Dans un contexte d’inquiétude quant à l’imminence d’une récession mondiale, les prix en dollars de la plupart des produits de base ont baissé par rapport aux sommets atteints récemment, indique le rapport. Entre l’invasion de l’Ukraine par la Russie en février 2022 et la fin du mois dernier, le cours du pétrole brut (Brent) en dollars des États-Unis a chuté de près de 6 %. Toutefois, en raison des dépréciations monétaires, près de 60 % des économies de marché émergentes et en développement importatrices de pétrole ont enregistré une hausse des prix du pétrole en monnaie nationale au cours de cette période. Près de 90 % de ces économies ont également connu une augmentation des prix du blé plus importante en monnaie locale que celle observée en dollars.
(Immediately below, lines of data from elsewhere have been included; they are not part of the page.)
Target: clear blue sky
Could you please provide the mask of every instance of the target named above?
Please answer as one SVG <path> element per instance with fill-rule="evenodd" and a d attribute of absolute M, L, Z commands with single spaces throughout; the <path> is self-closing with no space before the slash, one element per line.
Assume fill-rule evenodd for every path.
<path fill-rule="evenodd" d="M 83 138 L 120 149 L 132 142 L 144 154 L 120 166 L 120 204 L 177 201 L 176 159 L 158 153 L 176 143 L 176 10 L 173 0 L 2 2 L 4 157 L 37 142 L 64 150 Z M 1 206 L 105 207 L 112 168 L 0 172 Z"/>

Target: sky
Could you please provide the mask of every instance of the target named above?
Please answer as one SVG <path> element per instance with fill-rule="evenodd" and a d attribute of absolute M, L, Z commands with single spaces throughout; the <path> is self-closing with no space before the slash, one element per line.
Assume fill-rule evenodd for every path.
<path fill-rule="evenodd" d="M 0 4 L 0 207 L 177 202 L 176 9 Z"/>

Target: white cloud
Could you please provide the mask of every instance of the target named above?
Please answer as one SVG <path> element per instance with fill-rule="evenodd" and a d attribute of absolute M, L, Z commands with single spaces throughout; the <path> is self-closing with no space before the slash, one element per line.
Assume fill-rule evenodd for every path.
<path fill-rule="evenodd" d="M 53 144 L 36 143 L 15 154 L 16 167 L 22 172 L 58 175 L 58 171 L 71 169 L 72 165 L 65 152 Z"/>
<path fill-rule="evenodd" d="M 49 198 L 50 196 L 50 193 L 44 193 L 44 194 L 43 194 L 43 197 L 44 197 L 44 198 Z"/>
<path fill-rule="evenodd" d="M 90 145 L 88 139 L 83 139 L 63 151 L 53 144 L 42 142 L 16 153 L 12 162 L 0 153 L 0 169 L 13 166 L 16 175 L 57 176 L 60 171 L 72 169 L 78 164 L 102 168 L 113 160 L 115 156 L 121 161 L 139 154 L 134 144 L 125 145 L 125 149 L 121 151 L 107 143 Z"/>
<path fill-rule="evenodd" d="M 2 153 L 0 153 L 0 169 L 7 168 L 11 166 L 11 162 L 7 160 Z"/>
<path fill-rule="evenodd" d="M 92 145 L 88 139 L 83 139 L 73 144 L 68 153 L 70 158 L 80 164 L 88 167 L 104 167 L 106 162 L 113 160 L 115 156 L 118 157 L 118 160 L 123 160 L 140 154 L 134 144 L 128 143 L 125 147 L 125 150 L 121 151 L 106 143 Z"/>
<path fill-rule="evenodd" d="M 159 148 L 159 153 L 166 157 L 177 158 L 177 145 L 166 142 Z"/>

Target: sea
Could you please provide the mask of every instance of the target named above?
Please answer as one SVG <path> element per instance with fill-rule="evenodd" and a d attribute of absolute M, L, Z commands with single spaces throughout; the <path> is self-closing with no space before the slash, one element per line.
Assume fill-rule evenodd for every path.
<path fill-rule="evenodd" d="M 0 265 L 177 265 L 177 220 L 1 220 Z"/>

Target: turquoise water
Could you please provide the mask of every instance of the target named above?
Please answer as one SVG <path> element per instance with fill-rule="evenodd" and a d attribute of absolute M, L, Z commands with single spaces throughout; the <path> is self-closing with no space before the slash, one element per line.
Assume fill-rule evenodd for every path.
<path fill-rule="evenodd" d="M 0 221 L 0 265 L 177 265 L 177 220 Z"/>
Les prix élevés des matières premières énergétiques utilisées comme intrants agricoles font grimper les prix des denrées alimentaires. Au cours des trois premiers trimestres de 2022, l’inflation des prix alimentaires en Asie du Sud a dépassé les 20 % en moyenne. Dans d’autres régions, à savoir l’Amérique latine et les Caraïbes, le Moyen-Orient et l’Afrique du Nord, l’Afrique subsaharienne, et l’Europe de l’Est et Asie centrale, elle s’est située entre 12 et 15 %. L’inflation des prix alimentaires n’est faible qu’en Asie de l’Est et Pacifique, ce qui s’explique en partie par la stabilité des prix du riz, principale denrée de base de cette région.
« Même si le prix de nombreux produits de base a reculé par rapport à son pic, il reste élevé par rapport à son niveau moyen des cinq dernières années, indique Pablo Saavedra, vice-président de la Banque mondiale pour la division Croissance équitable, finances et institutions. Une nouvelle envolée des cours mondiaux des denrées pourrait prolonger les problèmes d’insécurité alimentaire dans les pays en développement. Il est nécessaire de mettre en place un ensemble de politiques destinées à stimuler l’offre, faciliter la distribution et soutenir les revenus réels. »
La volatilité des marchés de l’énergie observée depuis le début de la guerre en Ukraine devrait désormais baisser. Après avoir bondi d’environ 60 % en 2022, les prix de l’énergie devraient diminuer de 11 % en 2023. Malgré cette décrue, ils resteront supérieurs de 75 % à leur moyenne des cinq dernières années.
Le cours moyen du Brent devrait atteindre 92 dollars le baril en 2023, contre une moyenne sur cinq ans de 60 dollars. Les prix du gaz naturel et du charbon devraient reculer en 2023 après avoir atteint des niveaux records en 2022. Les projections montrent toutefois qu’à l’horizon 2024 les cours du charbon australien et du gaz naturel américain seront encore deux fois plus élevés que leur moyenne des cinq dernières années, tandis que les prix du gaz naturel européen pourraient être près de quatre fois plus élevés. La production de charbon devrait augmenter considérablement, plusieurs gros exportateurs ayant intensifié leur production, ce qui met en péril les objectifs en matière de lutte contre le changement climatique.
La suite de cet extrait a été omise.